• Everyone has to eat


    There is a widely-held belief among entrepreneurs that the food business is the best venture to invest in for the simple reason that everybody has to eat.

    From the lowliest street food vendor peddling fish balls, chicken feet and God knows what else, to the toniest restaurants where thousand peso meals are the norm, the consumption of all types of edibles is a business that is as sound as sound can be.

    In between are the regular and fast food restaurants, as well as the food stalls and kiosks that are the lifeblood of mall denizens. Go to any SM, Robinson’s or Ayala mall—or any shopping center for that matter—and witness how Filipinos will invariably stop and eat and/or drink.

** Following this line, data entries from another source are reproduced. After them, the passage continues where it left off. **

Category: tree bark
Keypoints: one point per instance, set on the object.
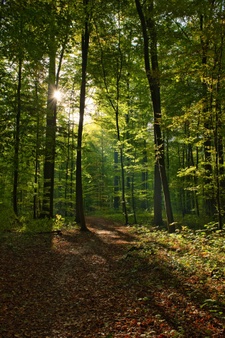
(17, 141)
(149, 33)
(80, 218)
(49, 161)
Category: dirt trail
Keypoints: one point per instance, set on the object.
(84, 284)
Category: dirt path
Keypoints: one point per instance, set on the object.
(86, 285)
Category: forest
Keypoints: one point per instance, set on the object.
(112, 107)
(112, 173)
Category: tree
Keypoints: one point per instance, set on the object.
(80, 219)
(149, 32)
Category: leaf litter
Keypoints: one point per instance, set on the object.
(103, 283)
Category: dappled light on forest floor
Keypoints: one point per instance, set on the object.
(104, 283)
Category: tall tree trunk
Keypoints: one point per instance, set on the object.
(49, 161)
(17, 141)
(35, 198)
(80, 218)
(149, 32)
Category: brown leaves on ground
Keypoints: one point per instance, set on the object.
(95, 284)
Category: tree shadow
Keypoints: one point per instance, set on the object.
(89, 284)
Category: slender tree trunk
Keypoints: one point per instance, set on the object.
(49, 162)
(35, 199)
(157, 196)
(148, 30)
(17, 141)
(80, 218)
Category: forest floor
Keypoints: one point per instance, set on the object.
(100, 283)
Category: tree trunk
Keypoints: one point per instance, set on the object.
(17, 141)
(80, 218)
(149, 33)
(49, 161)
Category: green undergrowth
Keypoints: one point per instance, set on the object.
(196, 252)
(196, 258)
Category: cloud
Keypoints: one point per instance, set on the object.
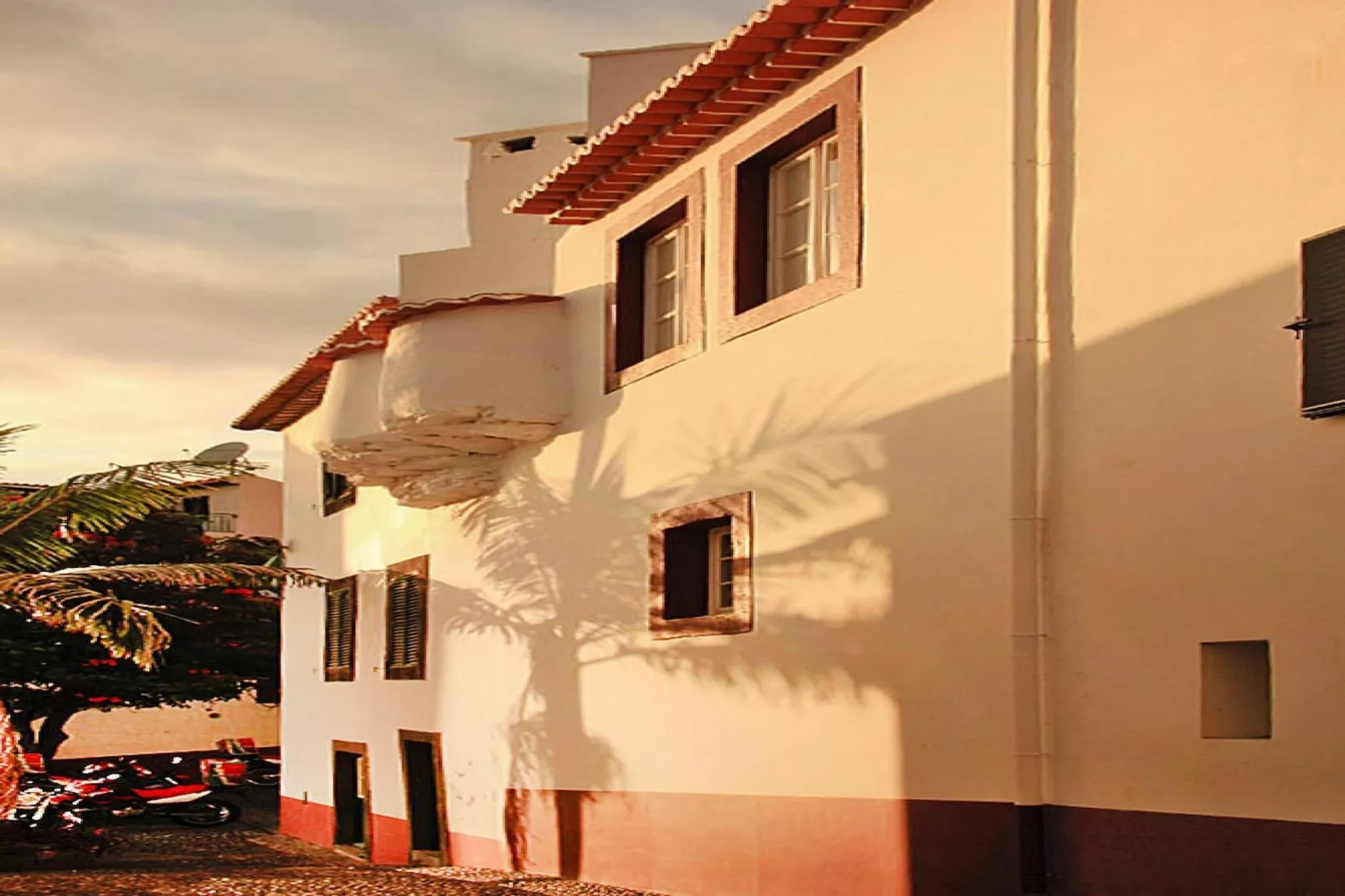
(198, 193)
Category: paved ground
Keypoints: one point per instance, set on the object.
(241, 862)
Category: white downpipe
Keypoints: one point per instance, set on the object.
(1030, 399)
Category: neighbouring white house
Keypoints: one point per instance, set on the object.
(240, 505)
(890, 450)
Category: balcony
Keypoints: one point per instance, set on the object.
(433, 415)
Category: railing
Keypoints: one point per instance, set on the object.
(221, 523)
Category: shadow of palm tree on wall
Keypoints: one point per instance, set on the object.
(566, 579)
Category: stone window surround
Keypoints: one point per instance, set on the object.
(739, 510)
(845, 97)
(692, 190)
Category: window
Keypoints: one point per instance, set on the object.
(198, 506)
(339, 627)
(1235, 689)
(791, 202)
(338, 492)
(665, 291)
(1321, 324)
(803, 219)
(518, 144)
(699, 568)
(654, 304)
(408, 591)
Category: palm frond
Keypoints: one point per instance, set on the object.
(71, 599)
(95, 502)
(7, 436)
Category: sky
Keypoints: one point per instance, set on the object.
(195, 193)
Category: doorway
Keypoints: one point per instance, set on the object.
(350, 794)
(423, 774)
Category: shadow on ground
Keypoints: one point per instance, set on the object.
(244, 862)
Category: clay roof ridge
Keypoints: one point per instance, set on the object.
(643, 106)
(301, 389)
(868, 17)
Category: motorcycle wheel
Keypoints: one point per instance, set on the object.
(206, 813)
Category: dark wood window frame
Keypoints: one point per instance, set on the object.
(744, 203)
(626, 283)
(337, 498)
(435, 740)
(339, 639)
(415, 670)
(736, 510)
(1321, 323)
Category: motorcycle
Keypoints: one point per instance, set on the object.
(260, 771)
(48, 816)
(126, 789)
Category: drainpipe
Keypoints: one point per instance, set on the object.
(1030, 419)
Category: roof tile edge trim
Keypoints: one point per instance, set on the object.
(303, 388)
(809, 35)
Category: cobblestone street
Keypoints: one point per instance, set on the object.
(157, 862)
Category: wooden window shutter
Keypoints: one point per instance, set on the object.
(408, 591)
(1322, 324)
(339, 623)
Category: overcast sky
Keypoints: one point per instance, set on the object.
(195, 193)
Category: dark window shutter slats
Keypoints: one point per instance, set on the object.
(1324, 334)
(339, 632)
(406, 608)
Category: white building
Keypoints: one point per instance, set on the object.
(894, 478)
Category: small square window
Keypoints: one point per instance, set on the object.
(791, 203)
(338, 492)
(1235, 696)
(654, 304)
(701, 568)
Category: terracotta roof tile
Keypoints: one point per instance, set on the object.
(774, 51)
(303, 389)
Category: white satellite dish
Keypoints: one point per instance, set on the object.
(225, 452)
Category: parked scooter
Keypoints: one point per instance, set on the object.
(126, 789)
(48, 817)
(261, 771)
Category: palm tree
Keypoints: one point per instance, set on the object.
(37, 537)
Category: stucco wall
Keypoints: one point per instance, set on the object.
(170, 728)
(260, 501)
(1191, 501)
(872, 430)
(621, 78)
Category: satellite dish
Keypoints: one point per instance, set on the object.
(225, 452)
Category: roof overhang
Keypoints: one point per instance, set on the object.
(772, 53)
(303, 389)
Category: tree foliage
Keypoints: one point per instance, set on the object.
(225, 639)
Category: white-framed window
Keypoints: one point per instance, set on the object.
(805, 217)
(721, 569)
(665, 290)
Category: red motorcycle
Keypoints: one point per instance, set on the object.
(126, 789)
(46, 816)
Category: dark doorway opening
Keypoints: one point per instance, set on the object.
(350, 794)
(423, 772)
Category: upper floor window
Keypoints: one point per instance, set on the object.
(803, 239)
(339, 630)
(791, 212)
(408, 608)
(665, 290)
(338, 492)
(1324, 308)
(654, 303)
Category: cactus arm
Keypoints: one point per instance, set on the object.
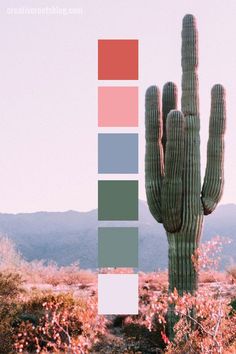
(192, 206)
(189, 62)
(172, 182)
(214, 175)
(154, 161)
(169, 102)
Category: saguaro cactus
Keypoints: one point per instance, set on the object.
(172, 162)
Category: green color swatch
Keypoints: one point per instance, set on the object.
(117, 200)
(118, 247)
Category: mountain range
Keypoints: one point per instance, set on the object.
(71, 236)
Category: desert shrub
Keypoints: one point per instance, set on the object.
(10, 290)
(232, 272)
(61, 323)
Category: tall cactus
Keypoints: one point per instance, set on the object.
(172, 162)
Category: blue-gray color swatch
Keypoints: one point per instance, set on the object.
(117, 153)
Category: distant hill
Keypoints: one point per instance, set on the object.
(66, 237)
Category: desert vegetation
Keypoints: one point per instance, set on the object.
(49, 309)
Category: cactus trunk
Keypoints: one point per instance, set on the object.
(172, 164)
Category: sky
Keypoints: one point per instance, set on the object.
(48, 91)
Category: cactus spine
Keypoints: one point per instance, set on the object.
(172, 162)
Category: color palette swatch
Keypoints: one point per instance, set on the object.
(117, 153)
(117, 198)
(117, 106)
(118, 59)
(118, 294)
(117, 247)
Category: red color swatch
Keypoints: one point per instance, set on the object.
(117, 59)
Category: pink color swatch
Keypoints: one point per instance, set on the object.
(117, 106)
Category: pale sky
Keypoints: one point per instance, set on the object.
(48, 91)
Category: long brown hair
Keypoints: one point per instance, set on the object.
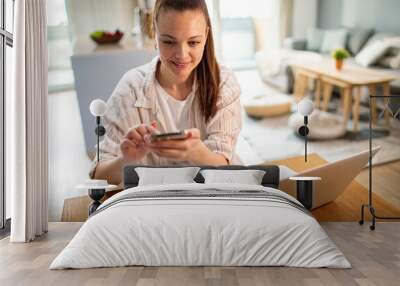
(207, 71)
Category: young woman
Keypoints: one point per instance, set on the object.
(182, 89)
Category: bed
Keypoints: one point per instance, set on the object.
(201, 223)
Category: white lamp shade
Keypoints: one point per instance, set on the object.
(305, 107)
(98, 107)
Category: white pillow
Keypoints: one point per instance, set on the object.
(248, 177)
(372, 53)
(163, 176)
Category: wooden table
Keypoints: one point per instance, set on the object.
(345, 208)
(350, 78)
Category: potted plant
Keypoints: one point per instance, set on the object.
(339, 55)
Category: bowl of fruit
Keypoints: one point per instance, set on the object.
(105, 37)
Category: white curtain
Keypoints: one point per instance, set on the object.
(28, 120)
(272, 29)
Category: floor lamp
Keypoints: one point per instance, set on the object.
(369, 205)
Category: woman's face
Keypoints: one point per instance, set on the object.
(181, 37)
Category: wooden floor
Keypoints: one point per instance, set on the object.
(374, 255)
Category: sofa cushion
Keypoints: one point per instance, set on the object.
(314, 39)
(333, 39)
(356, 38)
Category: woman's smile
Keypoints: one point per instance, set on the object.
(180, 65)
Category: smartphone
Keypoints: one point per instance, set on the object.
(169, 136)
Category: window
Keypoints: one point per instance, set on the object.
(6, 43)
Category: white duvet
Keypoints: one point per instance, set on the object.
(182, 231)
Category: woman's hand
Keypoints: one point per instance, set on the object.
(181, 149)
(134, 147)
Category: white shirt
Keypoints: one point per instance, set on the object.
(176, 112)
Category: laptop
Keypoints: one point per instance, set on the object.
(335, 177)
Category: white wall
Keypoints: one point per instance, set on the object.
(304, 17)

    When a new food business sets up shop, it will be tried and tested by the consuming public, curious to know if this newcomer represents the next big thing in casual dining. Very casual dining in the case of the smaller kiosks.

    Indeed, Metro Manila has become a diner’s paradise. Just about every street corner will have some eatery that offers standard comfort foods like adobo or pancit or siopao and siomai.

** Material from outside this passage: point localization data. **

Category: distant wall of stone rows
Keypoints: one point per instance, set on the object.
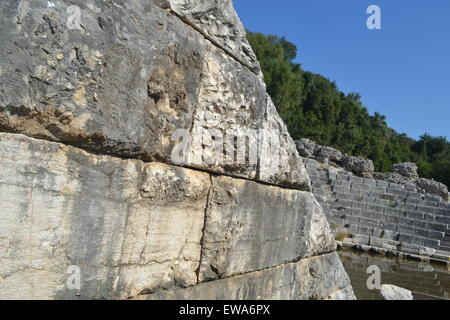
(379, 213)
(415, 276)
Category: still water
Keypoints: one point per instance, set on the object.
(425, 280)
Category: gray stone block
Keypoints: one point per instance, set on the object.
(436, 226)
(393, 185)
(352, 220)
(381, 183)
(365, 230)
(418, 240)
(374, 208)
(414, 201)
(419, 224)
(377, 232)
(304, 280)
(343, 177)
(410, 248)
(435, 235)
(421, 232)
(414, 215)
(405, 229)
(376, 242)
(382, 202)
(365, 222)
(358, 205)
(432, 243)
(434, 198)
(444, 220)
(356, 180)
(344, 203)
(240, 219)
(429, 217)
(395, 212)
(361, 239)
(390, 227)
(404, 238)
(432, 204)
(405, 221)
(392, 219)
(390, 235)
(361, 187)
(352, 229)
(398, 192)
(410, 207)
(426, 209)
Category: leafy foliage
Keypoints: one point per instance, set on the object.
(313, 107)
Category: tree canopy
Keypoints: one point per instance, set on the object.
(313, 107)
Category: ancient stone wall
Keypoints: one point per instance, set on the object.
(416, 276)
(96, 97)
(382, 214)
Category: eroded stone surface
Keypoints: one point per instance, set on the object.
(126, 225)
(317, 278)
(250, 226)
(220, 23)
(132, 76)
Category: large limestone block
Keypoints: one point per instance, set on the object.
(128, 78)
(317, 278)
(218, 21)
(126, 225)
(250, 226)
(236, 129)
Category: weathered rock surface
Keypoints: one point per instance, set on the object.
(129, 226)
(245, 232)
(132, 76)
(359, 166)
(218, 21)
(433, 187)
(115, 126)
(132, 227)
(329, 153)
(391, 292)
(306, 147)
(406, 169)
(308, 279)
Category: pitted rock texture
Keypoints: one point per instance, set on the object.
(133, 227)
(317, 278)
(393, 217)
(433, 187)
(391, 292)
(218, 21)
(139, 147)
(359, 166)
(244, 232)
(131, 76)
(406, 169)
(129, 226)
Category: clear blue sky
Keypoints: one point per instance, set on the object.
(402, 70)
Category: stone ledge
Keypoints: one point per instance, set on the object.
(306, 280)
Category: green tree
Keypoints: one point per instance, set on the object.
(313, 107)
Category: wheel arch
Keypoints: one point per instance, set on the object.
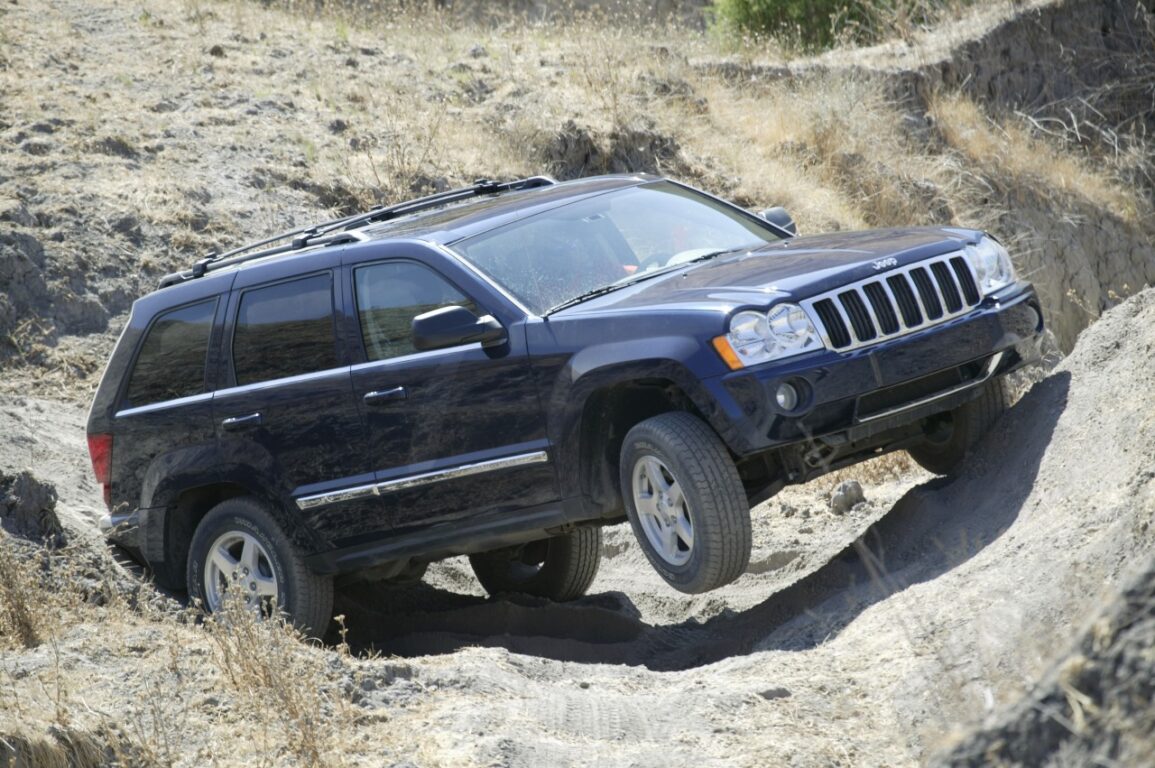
(609, 414)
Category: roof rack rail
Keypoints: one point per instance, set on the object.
(341, 230)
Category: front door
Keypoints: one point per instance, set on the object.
(452, 432)
(287, 423)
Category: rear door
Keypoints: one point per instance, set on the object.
(452, 432)
(285, 419)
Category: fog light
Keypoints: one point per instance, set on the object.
(787, 396)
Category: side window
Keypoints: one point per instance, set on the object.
(171, 363)
(390, 295)
(284, 329)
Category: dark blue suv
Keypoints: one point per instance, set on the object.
(501, 370)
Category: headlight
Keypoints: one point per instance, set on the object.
(761, 336)
(991, 263)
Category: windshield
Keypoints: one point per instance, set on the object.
(612, 239)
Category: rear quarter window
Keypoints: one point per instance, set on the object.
(171, 362)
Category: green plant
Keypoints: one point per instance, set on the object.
(809, 23)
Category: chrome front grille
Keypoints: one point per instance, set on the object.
(895, 303)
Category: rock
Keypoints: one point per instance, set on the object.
(844, 497)
(28, 508)
(13, 210)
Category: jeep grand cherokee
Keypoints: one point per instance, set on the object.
(501, 370)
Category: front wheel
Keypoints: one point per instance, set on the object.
(953, 434)
(560, 567)
(239, 546)
(685, 502)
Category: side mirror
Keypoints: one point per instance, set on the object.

    But the adventurous streak of the Pinoy can be seen in his appetite for foods deemed strange by Westerners, led by the perpetual favorite of balut.

    Over the decades, some foods have sold better than others. Recall for example, that in the 1980s, lechon manok was sold everywhere, literally everywhere. In the decade before that, hot pan de sal became the business to invest in based on the premise that all Filipinos ate pan de sal every morning.

    What the hot pan de sal and lechon manok entrepreneurs didn’t consider was that an oversupply of their main product in any community was a recipe for eventual failure.

    Alas, some would-be businessmen never learn. A couple of years ago, pearl tea businesses sprouted all over the metropolis. Then there was that oddity known as the ‘scramble’ or ‘scrumble’ depending on how an entrepreneur wanted to dub the mixed ice concoction.

    Now, it is worth noting that siomai stalls are as ubiquitous as the lechon manok outlets of the past. We expect a few to survive and others to go the way of the forgotten fad foods of the past.